La Agencia Estatal de Meteorología (Aemet) subraya que uno de los factores responsables del calentamiento local en las ciudades son los tejados cerámicos y las calles asfaltadas. Por su color y composición, estos materiales absorben toda la luz y retienen el calor, reduciendo notablemente el albedo de las ciudades. Algunas soluciones a esta acumulación de radiación podrían implicar más zonas verdes en las ciudades y la creación de azoteas verdes que palien la absorción.
¿Cómo es posible que plantar árboles y vegetación contribuya a reducir la temperatura en las ciudades? La explicación está en el propio funcionamiento de las plantas, tal y como destacan desde la Aemet. A diferencia del asfalto o el hormigón, que absorben la radiación solar y la liberan posteriormente en forma de calor, la vegetación emplea parte de esa energía en sus procesos biológicos. Además, proporciona sombra y favorece la retención de humedad en el suelo mediante la evapotranspiración, lo que ayuda a refrescar el entorno.
Este proceso genera un efecto beneficioso en cadena: un suelo más húmedo y unas condiciones más favorables facilitan el crecimiento de nueva vegetación. Como afirmaba el agricultor y filósofo japonés Masanobu Fukuoka, «las plantas llaman a las plantas». No es casualidad que los bosques sean espacios donde las temperaturas resultan mucho más agradables incluso durante los días más calurosos.
A ello se suma la contaminación atmosférica. La acumulación de gases y partículas en suspensión sobre las ciudades contribuye a intensificar el efecto invernadero y favorece la retención del calor cerca de la superficie. Además, la configuración urbana suele dificultar la circulación del aire, por lo que el viento tiene menos capacidad para dispersar estos contaminantes. Como consecuencia, las masas de aire cálido y las partículas permanecen más tiempo sobre las zonas urbanas, agravando el aumento de las temperaturas.

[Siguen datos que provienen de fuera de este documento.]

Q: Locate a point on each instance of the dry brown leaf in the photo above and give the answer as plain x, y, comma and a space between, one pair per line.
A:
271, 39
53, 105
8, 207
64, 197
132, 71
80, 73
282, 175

Consecuencias de las islas de calor
Pero estas islas de calor urbanas tienen también importantes consecuencias para la salud y la calidad de vida de quienes viven en las ciudades. Al registrarse temperaturas más elevadas, especialmente durante la noche, aumenta la demanda de aire acondicionado y, con ello, el consumo energético, según recuerdan desde Iberdrola. Además, la exposición prolongada al calor puede provocar deshidratación, agotamiento, golpes de calor y agravar enfermedades respiratorias y cardiovasculares, afectando especialmente a niños, mayores y personas vulnerables.
Este fenómeno también tiene efectos sobre el medio ambiente y la economía. Las altas temperaturas favorecen la acumulación de contaminantes en la atmósfera y contribuyen a incrementar las emisiones de gases de efecto invernadero asociadas al mayor consumo energético. A ello se suman los costes derivados del aumento de la factura eléctrica, el impacto sobre la salud pública y la pérdida de productividad. Diversos estudios advierten de que el calentamiento provocado por las islas de calor podría amplificar de forma significativa las pérdidas económicas vinculadas al cambio climático.